I’ve had conversations with some of my friends who have this fear that they aren’t doing exactly what God called them to do right now. They're anxious that life is short and so they must do meaningful work (however they define that) right at this very moment. The issue is that there may be a difference with our definition of what is meaningful and what God thinks is meaningful.


This all plays into our culture which is obsessed with careerism and “going up the corporate ladder.” That mindset may not be bad in itself, but it can quickly turn into an obsession. A person's value may only come from what they can do to help us move up the ladder. Networking is great unless you only care about how other people can benefit you. This is all a part of the game that we play to succeed in our given professional field of work. This is the cultural mindset that we are surrounded with whether we are a secretary, school teacher, small business owner, or a corporate professional.
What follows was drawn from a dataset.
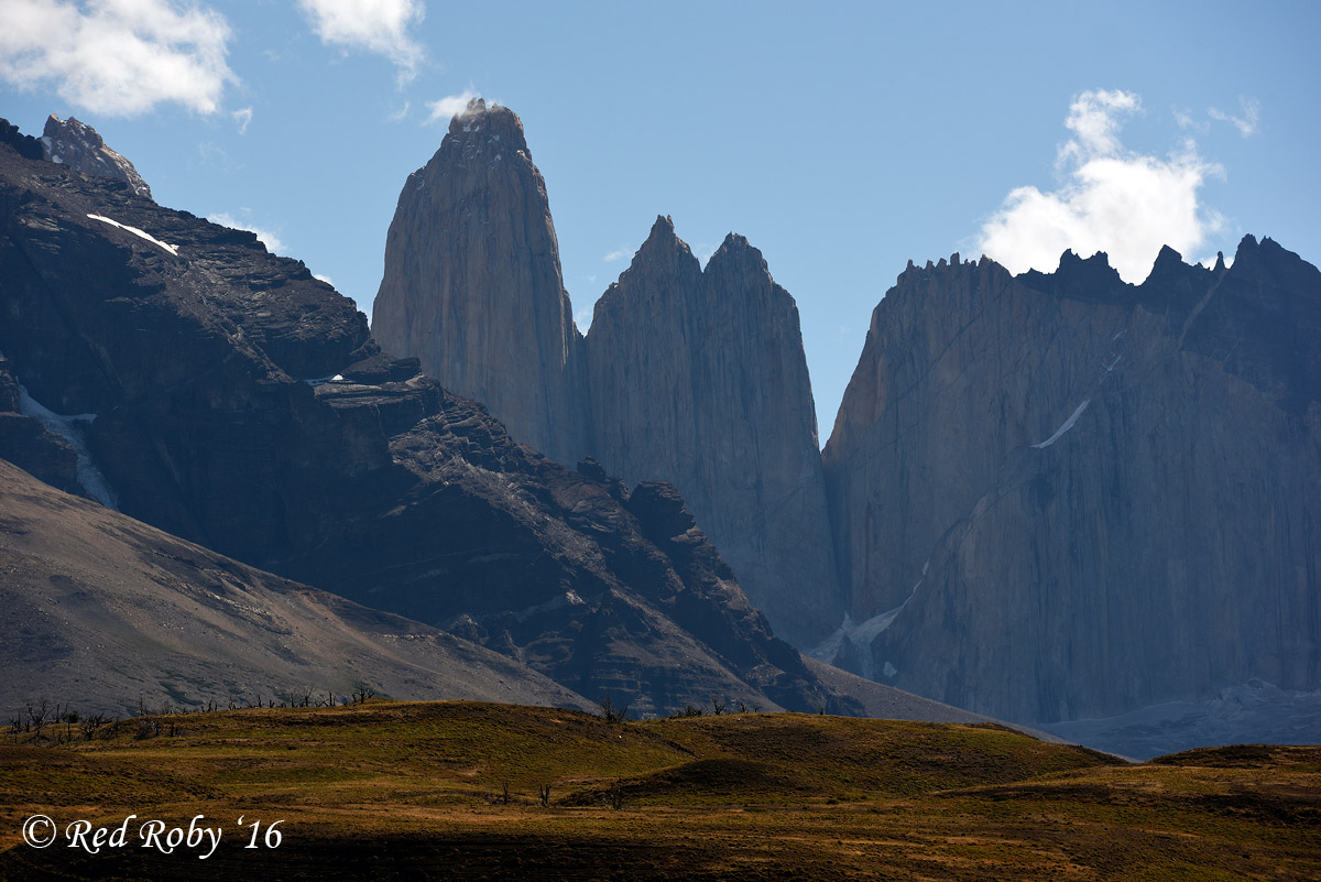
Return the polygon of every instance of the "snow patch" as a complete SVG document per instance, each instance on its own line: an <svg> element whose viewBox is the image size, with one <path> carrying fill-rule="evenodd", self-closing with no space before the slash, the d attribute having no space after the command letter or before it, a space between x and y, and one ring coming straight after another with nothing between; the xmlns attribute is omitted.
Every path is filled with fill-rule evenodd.
<svg viewBox="0 0 1321 882"><path fill-rule="evenodd" d="M151 235L149 232L143 232L137 227L131 227L127 223L120 223L119 220L111 220L110 218L106 218L106 217L99 215L99 214L89 214L87 217L91 218L92 220L100 220L102 223L108 223L112 227L119 227L120 230L124 230L125 232L132 232L135 236L139 236L140 239L147 239L147 242L151 242L153 246L160 246L161 248L164 248L166 252L169 252L174 257L178 256L178 246L165 244L164 242L161 242L156 236Z"/></svg>
<svg viewBox="0 0 1321 882"><path fill-rule="evenodd" d="M810 655L814 659L818 659L819 662L834 664L835 660L839 658L840 651L844 648L844 642L848 640L857 650L860 650L859 656L863 669L859 671L859 673L867 677L868 680L875 680L876 663L872 659L871 654L872 643L876 640L876 638L881 635L882 631L885 631L885 628L888 628L890 625L894 623L894 619L900 617L900 613L904 611L904 607L908 606L909 601L911 601L913 597L917 594L917 589L922 588L922 582L926 581L926 573L929 569L931 569L930 557L927 557L926 562L922 564L922 577L917 580L917 582L913 585L913 590L909 592L909 595L904 599L902 603L900 603L892 610L885 610L878 615L873 615L872 618L859 625L853 625L853 619L849 617L848 613L845 613L844 622L835 630L835 632L831 634L824 640L822 640L816 647L808 650L807 655ZM886 667L890 665L886 663ZM886 673L885 676L893 677L894 675Z"/></svg>
<svg viewBox="0 0 1321 882"><path fill-rule="evenodd" d="M77 425L78 423L91 423L96 419L95 413L77 413L73 416L55 413L33 400L22 383L18 384L18 412L24 416L41 420L48 429L63 437L78 456L77 475L82 489L87 491L89 496L111 511L119 511L119 499L106 482L106 475L100 473L100 469L92 461L85 430Z"/></svg>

But where does the Christian understanding of vocation fit into all of this? How does God want us to understand the work we do on a given day whether we feel it is meaningful or not?


Dr. Ivy George, a sociology professor from Gordon College says this, “We tend to refer to career and vocation interchangeably, and that is understandable in our highly goal-oriented view of our place in the world. But the English vocation, of course, is rooted in the Latin vocatio. A divine summons to a particular state. A state of perpetual gratitude. This transcends any reference to ‘career’ as a highly localized destination where we feel called to do only one thing. A posture of gratitude will, through God’s grace, lead us to all sorts of spaces where we can heed the summons.”


This is a significant shift for those of us who think within a career mentality. God’s call on our life and our vocation may not be the particular job that we are doing right now, but the state in which we do that job. Thus, you can be getting paid to be a school teacher, bag groceries at Kroger, work a 9 to 5 desk job in Nashville, or even be a parish priest and still be called to the same vocational-state of gratitude.


We are all called to live our lives filled with gratitude towards God who loves us and calls us to share that love with others. There is no doubt that the job we have is important, but for God, it may be even more important how we do it.


Living in a state of gratitude brings a totally different sense of meaningfulness to the table. It is not subject to our own whims and feelings on a given day, but rather living in that state can transform us and the work we do.


**This article first appeared in St. James the Less' Sentinel April 2019.